When God Was a Rabbit is your first novel. Can you tell us a bit about the process of becoming a first time author?
There was no great moment of swapping the spoken word for the written word. I had been acting for 23 years and had always written, but mainly in script form. Then about six years ago, life began to radically change. Amongst other things, I felt disillusioned by acting and the profession, and my creative life needed a shot of joy: I needed to do something without the weight of expectation, without the need to earn a living – art for art’s sake, so to speak. I enrolled in an adult education centre called City Lit and took two terms in a basic fiction course called Exploring Fiction. By the second term I was half way through a first novel.
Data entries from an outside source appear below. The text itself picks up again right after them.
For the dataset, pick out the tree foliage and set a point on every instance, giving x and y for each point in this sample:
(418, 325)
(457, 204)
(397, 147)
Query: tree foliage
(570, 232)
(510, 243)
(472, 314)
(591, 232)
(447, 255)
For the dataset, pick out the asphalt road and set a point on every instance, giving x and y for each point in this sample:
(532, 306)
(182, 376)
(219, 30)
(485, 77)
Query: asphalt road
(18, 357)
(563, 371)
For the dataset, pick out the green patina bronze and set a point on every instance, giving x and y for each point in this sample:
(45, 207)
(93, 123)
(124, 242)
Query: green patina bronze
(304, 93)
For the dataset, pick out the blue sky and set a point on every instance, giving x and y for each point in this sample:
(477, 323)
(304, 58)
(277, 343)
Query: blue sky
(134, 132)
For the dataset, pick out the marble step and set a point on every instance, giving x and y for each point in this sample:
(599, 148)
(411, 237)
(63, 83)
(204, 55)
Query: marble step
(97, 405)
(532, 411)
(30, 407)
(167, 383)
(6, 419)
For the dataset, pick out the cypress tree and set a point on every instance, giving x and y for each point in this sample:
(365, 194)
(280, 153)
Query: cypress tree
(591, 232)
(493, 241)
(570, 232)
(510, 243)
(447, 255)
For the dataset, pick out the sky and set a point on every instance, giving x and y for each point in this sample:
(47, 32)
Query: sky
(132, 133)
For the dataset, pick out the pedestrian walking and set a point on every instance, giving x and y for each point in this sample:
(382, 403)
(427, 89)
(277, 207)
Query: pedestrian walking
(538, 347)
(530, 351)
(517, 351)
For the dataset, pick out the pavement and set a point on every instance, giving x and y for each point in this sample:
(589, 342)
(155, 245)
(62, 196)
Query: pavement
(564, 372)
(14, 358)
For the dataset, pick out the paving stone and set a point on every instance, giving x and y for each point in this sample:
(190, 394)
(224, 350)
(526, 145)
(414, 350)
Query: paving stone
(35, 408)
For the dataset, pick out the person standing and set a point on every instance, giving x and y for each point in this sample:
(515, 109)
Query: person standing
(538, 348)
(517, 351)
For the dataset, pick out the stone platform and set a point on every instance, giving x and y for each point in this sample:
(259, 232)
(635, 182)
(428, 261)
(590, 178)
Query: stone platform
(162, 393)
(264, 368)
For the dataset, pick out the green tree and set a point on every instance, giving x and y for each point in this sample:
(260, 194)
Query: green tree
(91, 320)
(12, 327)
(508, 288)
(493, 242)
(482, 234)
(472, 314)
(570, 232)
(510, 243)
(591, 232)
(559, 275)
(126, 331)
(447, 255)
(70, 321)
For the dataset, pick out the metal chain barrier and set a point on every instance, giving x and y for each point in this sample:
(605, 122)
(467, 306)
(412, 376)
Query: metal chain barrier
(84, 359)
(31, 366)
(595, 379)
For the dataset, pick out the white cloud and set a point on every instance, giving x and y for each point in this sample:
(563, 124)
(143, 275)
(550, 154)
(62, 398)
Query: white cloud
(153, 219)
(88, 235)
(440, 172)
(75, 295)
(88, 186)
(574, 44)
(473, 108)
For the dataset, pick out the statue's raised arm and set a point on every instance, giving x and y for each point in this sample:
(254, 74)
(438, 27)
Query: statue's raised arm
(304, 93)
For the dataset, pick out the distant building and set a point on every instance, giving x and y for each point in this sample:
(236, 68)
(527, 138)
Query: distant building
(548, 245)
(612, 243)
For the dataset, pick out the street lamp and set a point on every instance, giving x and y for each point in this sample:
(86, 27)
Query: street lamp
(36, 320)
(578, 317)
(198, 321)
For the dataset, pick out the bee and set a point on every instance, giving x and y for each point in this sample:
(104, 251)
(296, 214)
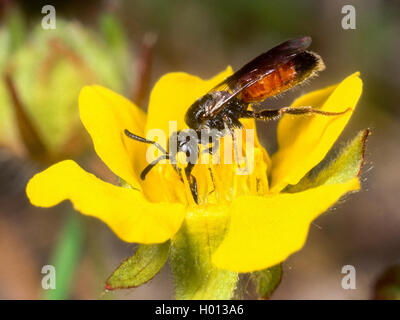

Although this novel wasn’t published it secured a relationship with a wonderful literary agent, and got very good feedback from publishers. The whole experience was affirming and encouraging. By the time the last ‘not this time’ letter came through, I was well into writing When God was a Rabbit. It took 2 ½ years to write and about five drafts. I handed it to my agent in December 2009 and he sent it out. By the middle of April 2010, we had interest. It was sold on the 19th April to Headline Review. And here we are.
As an actress and a writer, where do you look for inspiration in your crafts? Do you find inspiration from the same place for both acting and writing?
Yes, there’s no difference to me between the craft of acting and writing – the source is the same, the end result is the same – the authenticity of storytelling. I am nonetheless hugely inspired by cinema, and it is my first love. Even today I get the same churn of excitement as I wait for a film to start. The joy of reading came quite late to me as an adult. But a photograph, painting, a piece of music, a landscape – all can inspire and sow the seed of narrative; that wonderful moment when a character takes hold of your thoughts and illuminates another world.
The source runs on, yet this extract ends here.